There are problems with some of the previous studies. First, some of the studies include only an experimental group and compare pre-post changes in that group (Lee et al., 2002; Osborne et al., 2007). As a result, we cannot control for changes due to natural improvements with time. Second, some of the studies included too small a sample size to measure the effect of the intervention (Kim et al., 2003; Lee et al., 2001). Since 64 study subjects were needed for a moderate effect, .05 significance level, and .8 study power, no significant differences in those studies could be due to low study power from a small study population.

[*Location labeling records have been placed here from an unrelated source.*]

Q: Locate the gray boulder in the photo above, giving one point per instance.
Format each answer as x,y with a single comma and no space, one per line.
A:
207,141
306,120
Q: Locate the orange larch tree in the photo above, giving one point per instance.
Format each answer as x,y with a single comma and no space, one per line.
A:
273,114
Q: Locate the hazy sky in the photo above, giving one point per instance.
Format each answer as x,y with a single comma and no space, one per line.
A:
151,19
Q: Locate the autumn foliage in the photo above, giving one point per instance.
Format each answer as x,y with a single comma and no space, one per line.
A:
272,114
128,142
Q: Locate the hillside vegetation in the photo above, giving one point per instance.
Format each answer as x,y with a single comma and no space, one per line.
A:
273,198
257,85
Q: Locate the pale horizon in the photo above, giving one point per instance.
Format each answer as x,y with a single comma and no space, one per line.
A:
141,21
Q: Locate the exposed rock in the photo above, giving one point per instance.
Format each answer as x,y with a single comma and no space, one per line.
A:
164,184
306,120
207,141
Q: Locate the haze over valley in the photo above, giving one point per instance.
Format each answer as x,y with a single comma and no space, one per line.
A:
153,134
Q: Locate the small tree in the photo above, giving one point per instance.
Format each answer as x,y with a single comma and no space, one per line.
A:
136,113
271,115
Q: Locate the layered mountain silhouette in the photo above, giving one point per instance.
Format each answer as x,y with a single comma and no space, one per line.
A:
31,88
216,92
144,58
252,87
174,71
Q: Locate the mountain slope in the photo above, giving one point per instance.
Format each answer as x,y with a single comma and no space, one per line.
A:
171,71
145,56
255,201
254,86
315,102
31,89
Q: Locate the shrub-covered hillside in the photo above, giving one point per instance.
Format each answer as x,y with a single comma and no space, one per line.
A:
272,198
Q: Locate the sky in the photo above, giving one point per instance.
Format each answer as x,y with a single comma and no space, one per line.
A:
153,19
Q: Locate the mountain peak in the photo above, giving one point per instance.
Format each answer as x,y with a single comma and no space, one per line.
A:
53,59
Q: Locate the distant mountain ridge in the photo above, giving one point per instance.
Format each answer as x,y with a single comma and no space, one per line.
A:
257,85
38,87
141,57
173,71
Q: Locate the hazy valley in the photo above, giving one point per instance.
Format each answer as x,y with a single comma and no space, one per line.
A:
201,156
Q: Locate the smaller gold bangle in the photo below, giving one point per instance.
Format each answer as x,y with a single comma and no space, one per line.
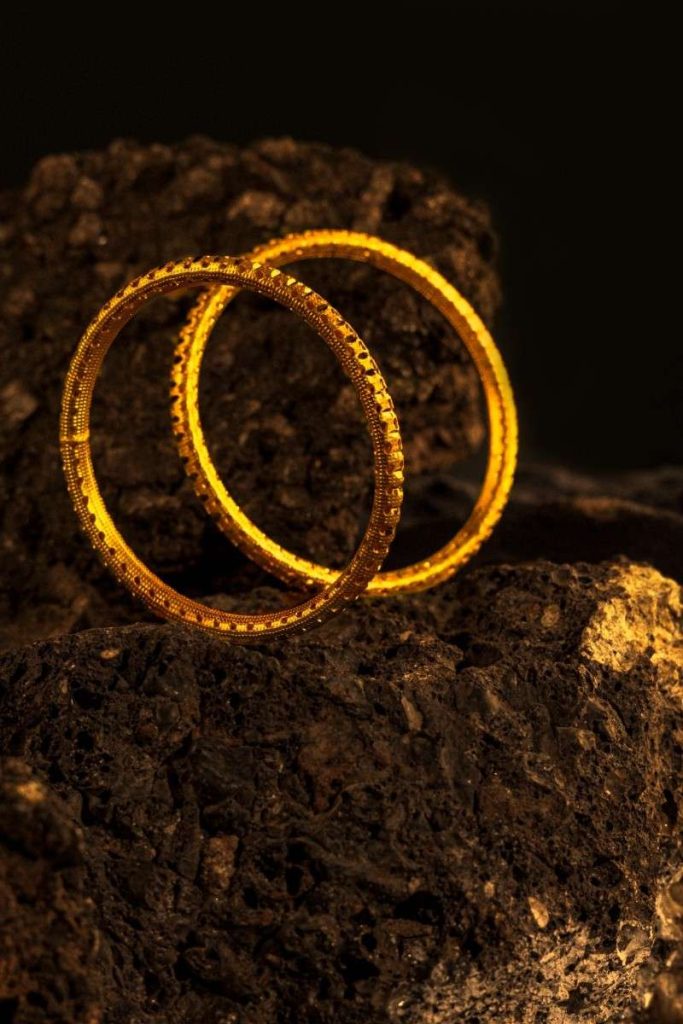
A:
356,363
458,312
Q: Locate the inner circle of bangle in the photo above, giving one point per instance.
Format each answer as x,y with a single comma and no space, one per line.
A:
458,312
356,363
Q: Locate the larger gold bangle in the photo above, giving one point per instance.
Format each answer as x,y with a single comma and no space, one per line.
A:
355,361
500,404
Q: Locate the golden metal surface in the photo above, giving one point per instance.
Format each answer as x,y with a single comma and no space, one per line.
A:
500,406
356,363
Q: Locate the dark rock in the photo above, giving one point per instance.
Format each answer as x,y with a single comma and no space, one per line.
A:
461,806
50,960
85,224
560,515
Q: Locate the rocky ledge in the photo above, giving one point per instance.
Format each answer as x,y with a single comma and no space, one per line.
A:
461,806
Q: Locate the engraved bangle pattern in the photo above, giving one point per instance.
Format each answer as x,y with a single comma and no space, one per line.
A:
356,361
500,406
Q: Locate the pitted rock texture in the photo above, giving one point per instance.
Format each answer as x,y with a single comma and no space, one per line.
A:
49,944
460,806
88,222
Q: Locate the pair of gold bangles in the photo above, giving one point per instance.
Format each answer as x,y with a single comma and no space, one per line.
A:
221,278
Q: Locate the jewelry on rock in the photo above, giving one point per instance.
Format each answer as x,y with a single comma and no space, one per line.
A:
231,274
459,313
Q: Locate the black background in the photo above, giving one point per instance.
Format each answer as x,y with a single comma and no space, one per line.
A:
562,117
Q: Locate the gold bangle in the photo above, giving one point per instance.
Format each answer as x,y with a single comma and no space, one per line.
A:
356,363
500,404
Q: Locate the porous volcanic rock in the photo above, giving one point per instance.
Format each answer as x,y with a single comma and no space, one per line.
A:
462,806
86,223
49,944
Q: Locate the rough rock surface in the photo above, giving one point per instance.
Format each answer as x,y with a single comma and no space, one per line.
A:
49,944
464,806
86,223
456,807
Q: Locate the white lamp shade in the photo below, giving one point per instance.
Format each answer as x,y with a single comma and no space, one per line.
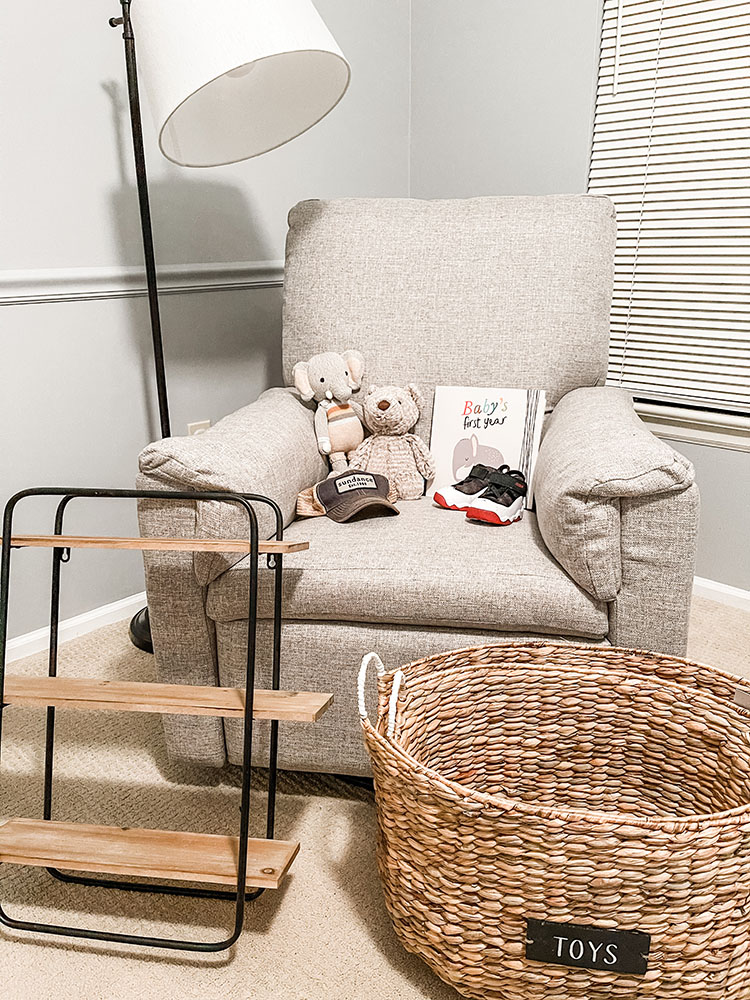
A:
231,79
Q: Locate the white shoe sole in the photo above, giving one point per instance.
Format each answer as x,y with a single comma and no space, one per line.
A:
452,499
495,513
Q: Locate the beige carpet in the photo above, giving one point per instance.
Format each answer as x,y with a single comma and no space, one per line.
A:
325,935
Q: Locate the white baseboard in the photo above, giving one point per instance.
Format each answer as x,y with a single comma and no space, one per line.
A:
70,628
722,593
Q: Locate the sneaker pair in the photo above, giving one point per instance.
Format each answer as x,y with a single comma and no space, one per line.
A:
495,496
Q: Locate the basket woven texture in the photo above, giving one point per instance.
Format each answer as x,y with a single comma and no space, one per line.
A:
606,787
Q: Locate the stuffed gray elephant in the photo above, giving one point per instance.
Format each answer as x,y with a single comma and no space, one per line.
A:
331,379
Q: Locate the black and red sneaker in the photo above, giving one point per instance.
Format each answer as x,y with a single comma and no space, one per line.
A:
460,495
502,502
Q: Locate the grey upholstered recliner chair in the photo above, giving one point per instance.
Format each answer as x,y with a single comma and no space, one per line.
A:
489,291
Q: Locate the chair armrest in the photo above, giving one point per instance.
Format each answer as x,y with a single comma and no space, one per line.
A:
268,447
597,458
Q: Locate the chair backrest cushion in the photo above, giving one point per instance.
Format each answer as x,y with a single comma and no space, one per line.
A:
507,291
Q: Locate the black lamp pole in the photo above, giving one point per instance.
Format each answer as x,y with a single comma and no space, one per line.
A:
140,626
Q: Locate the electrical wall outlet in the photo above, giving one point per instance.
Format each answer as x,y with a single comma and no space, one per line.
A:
199,426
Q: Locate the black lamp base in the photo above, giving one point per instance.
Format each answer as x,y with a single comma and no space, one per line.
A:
140,631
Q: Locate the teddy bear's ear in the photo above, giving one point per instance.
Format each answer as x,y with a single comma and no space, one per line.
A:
416,395
301,376
356,365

Most previous intervention periods were 6 weeks. Since arthritis is the chronic health problem, arthritis patients should maintain the self-care ability even after 6 weeks of intervention. One study followed up with the study participants 1 year after the intervention: Arthritis self-care ability had decreased compared to the outcome right after the intervention (Goeppinger et al., 2007). Future studies are needed to find effective strategies to maintain life-long self-care ability for arthritis patients after the intervention.

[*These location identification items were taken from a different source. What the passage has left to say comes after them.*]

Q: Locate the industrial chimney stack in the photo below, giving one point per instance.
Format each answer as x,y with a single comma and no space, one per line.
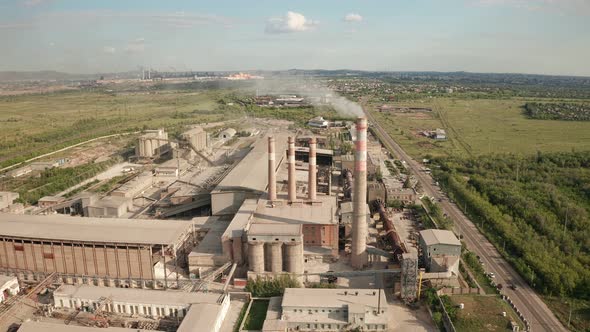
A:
272,181
311,179
359,257
291,163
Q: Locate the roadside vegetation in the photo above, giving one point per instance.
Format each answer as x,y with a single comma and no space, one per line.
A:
53,181
558,111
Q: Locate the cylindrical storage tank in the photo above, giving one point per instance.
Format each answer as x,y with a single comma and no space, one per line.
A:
275,257
294,257
312,169
237,250
256,256
141,145
148,148
292,186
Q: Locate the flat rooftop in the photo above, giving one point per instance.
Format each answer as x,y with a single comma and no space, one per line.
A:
109,230
331,298
274,229
251,173
134,295
324,213
32,326
438,236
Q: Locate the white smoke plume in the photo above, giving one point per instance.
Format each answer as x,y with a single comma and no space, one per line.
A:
309,88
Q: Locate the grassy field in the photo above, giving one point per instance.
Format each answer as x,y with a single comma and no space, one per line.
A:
33,124
481,126
257,315
580,312
483,313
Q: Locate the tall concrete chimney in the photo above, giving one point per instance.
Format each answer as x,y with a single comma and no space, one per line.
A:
359,257
311,179
272,180
291,163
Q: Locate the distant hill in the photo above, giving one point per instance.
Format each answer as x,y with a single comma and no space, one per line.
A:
45,75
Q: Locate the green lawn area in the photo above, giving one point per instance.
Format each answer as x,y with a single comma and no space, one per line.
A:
256,316
481,126
580,319
33,124
483,313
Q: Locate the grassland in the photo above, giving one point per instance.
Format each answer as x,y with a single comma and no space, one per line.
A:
34,124
480,126
483,313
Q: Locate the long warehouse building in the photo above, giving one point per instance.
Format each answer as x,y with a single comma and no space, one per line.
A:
99,247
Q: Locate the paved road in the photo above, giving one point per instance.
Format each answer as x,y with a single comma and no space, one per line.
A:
526,300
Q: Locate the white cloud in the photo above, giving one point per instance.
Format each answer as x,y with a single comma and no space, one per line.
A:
291,22
353,18
135,46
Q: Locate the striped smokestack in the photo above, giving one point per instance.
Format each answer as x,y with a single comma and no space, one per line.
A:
311,179
359,224
272,181
291,163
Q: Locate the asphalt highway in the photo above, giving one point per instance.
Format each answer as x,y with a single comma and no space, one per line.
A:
535,311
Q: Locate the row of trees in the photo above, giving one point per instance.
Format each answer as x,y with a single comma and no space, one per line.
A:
558,111
535,210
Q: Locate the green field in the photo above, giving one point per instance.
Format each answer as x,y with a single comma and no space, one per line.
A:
257,315
480,126
34,124
483,313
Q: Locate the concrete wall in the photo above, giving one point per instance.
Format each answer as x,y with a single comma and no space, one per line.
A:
99,259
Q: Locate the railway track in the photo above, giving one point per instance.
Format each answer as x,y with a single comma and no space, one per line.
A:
536,312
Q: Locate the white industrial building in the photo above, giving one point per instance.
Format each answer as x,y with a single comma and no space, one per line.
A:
8,287
441,250
198,311
327,309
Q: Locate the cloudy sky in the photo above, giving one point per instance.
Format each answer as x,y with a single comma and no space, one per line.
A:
527,36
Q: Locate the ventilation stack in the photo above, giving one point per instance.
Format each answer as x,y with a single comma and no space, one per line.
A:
311,179
291,161
359,224
272,181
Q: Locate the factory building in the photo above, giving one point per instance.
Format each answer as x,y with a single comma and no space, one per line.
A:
134,187
33,326
227,133
152,144
197,138
107,207
441,250
304,309
97,247
8,287
7,198
246,180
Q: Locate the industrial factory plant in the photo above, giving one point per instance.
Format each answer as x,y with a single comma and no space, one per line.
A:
208,166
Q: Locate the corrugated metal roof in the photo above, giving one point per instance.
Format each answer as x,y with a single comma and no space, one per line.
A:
438,236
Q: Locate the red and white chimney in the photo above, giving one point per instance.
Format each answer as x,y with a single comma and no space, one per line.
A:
272,181
311,179
359,258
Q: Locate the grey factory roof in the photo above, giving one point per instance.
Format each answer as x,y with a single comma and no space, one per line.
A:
199,316
32,326
109,230
437,236
298,214
331,298
241,219
251,173
274,229
135,295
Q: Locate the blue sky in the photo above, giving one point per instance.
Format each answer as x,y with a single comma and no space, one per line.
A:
528,36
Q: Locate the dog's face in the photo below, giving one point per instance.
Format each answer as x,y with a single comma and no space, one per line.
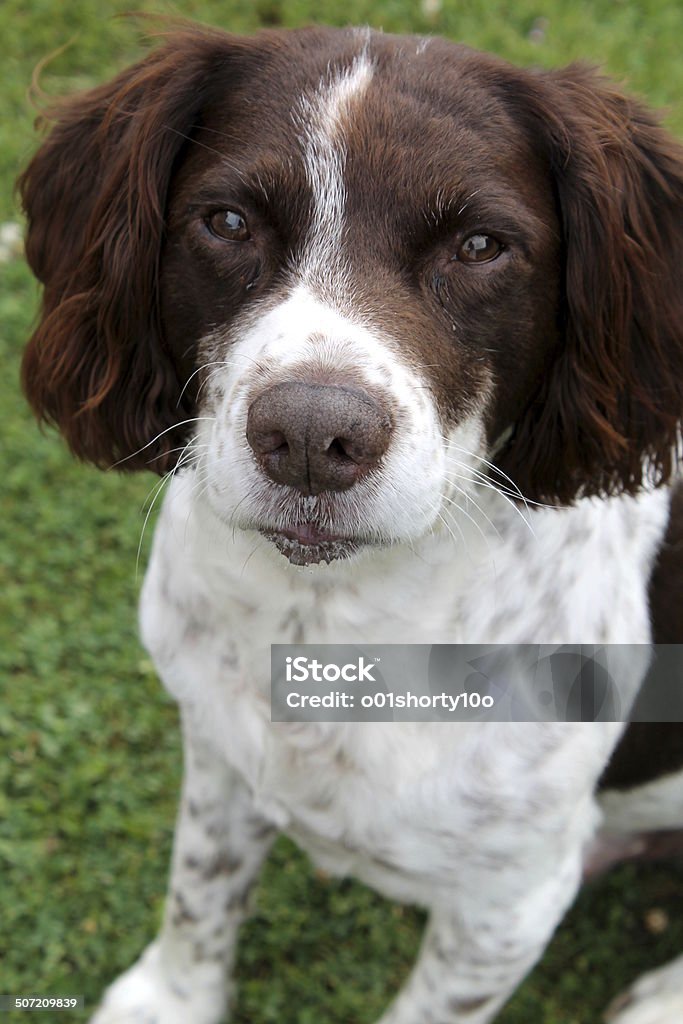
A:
351,304
363,266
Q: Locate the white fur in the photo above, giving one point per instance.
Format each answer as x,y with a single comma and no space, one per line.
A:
486,827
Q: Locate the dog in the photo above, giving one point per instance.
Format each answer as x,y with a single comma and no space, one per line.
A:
403,325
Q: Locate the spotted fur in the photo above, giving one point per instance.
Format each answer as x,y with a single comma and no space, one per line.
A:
244,215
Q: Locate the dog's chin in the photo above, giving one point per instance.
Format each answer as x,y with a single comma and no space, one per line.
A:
306,544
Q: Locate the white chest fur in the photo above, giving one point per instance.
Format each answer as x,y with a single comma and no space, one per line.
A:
398,804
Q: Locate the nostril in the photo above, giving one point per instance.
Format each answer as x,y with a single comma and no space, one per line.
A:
340,449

The assignment of study participants was generally performed based on the individual. This study, however, was concerned the diffusion of treatment because of frequent contacts among participants if participants managed by one CHP were divided into experimental and control group. Therefore, in order to prevent the diffusion of treatment, four provinces were randomized into 2 experimental and 2 control groups in this study; however, several characteristics of the two groups were significantly different. In this study, PSM was used to control for the confounding variables. In many studies, multivariate regression analysis (MRA) has been used to control for confounding variables, which can affect to the outcome of studies. However, PSM is recognized as better than MRA for controlling confounding variables. Lee et al. (2007) reported that MRA might have less reliability compared to PSM due to its linear relationship assumption between dependent variables and independent variables. Also, frequently making dummy variables for MRA causes problems in measuring the effectiveness of the intervention. Rubin and Thomas (2000) also recommended PSM to reduce the probability of measurement errors by matching. However, there have been not many studies using PSM in the field of nursing in Korea.

Even though this study applied PSM analysis to control for the confounding variables, there may be limitations in interpretation of results because baseline demographics between two groups were not homogeneous. Therefore, future study is required to select and assign study participants carefully.

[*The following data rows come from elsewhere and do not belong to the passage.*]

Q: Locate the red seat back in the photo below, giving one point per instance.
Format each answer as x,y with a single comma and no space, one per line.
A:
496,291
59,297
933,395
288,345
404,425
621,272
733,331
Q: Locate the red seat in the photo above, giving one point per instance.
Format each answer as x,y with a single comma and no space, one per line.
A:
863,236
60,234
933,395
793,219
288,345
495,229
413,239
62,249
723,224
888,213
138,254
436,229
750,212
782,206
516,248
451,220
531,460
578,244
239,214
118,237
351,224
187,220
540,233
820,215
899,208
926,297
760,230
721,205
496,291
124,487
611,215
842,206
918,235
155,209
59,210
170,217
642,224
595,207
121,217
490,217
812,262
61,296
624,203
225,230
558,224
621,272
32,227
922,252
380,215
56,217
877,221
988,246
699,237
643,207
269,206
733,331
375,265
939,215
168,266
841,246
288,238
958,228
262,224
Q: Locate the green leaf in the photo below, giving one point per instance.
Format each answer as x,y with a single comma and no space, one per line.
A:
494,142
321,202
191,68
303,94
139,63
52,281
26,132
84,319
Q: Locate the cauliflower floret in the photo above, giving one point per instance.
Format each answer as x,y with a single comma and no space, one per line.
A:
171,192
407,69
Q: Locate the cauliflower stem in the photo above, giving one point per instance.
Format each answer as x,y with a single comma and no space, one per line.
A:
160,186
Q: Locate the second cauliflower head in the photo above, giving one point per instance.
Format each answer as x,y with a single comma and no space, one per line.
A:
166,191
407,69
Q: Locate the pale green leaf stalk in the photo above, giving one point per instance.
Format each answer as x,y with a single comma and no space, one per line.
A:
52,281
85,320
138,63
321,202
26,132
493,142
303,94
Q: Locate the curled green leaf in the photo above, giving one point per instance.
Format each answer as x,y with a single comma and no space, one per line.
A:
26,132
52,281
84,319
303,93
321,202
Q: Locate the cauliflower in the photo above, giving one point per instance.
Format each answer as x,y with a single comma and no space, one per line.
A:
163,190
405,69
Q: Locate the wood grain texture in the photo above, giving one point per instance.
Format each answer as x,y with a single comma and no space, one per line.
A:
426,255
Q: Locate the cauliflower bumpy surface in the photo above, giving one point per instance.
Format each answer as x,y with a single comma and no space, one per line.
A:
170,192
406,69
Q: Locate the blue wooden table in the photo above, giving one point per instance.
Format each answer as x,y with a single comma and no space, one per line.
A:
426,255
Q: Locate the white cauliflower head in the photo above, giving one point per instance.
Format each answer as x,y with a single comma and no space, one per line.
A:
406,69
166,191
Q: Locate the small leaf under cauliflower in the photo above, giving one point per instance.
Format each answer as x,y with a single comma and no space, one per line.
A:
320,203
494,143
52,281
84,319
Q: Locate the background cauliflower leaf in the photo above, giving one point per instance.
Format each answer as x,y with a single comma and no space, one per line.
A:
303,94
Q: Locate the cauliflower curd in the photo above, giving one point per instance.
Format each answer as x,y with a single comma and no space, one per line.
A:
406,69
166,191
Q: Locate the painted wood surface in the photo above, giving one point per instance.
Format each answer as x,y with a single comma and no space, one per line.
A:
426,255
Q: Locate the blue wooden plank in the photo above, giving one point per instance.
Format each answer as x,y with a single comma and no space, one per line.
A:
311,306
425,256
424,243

In conclusion, a 6-week SCP for arthritis managed by primary health care workers (CHP at community health post) was effective at reducing pain and increasing the self-care ability. However, since arthritis is a chronic health problem, future studies to develop strategies to maintain the life-long self-care ability of arthritis patients are needed.

CONCLUSION

This study was intended to evaluate a self-care program for elderly arthritis patients, and especially those managed by CHPs in rural area of Korea. As CHPs are taking care of the health problems of the community people, this type of program is an efficient way to provide intervention by CHPs. Two days training of CHPs was provided ahead of the intervention. The training for CHPs was useful to increase capacity for CHPs. Total 290 participants from four provinces were randomized into experimental and control groups. Even after controlling the possible confounding variables by PSM, 6-week self-care program for arthritis managed by CHPs showed effectiveness at reducing arthritis-attributable pain and increasing the self-care ability. Based on the findings of this study, evaluation of long-term effects of self-care program is recommended to develop strategies to maintain the life-long self-care ability of arthritis patients in future studies.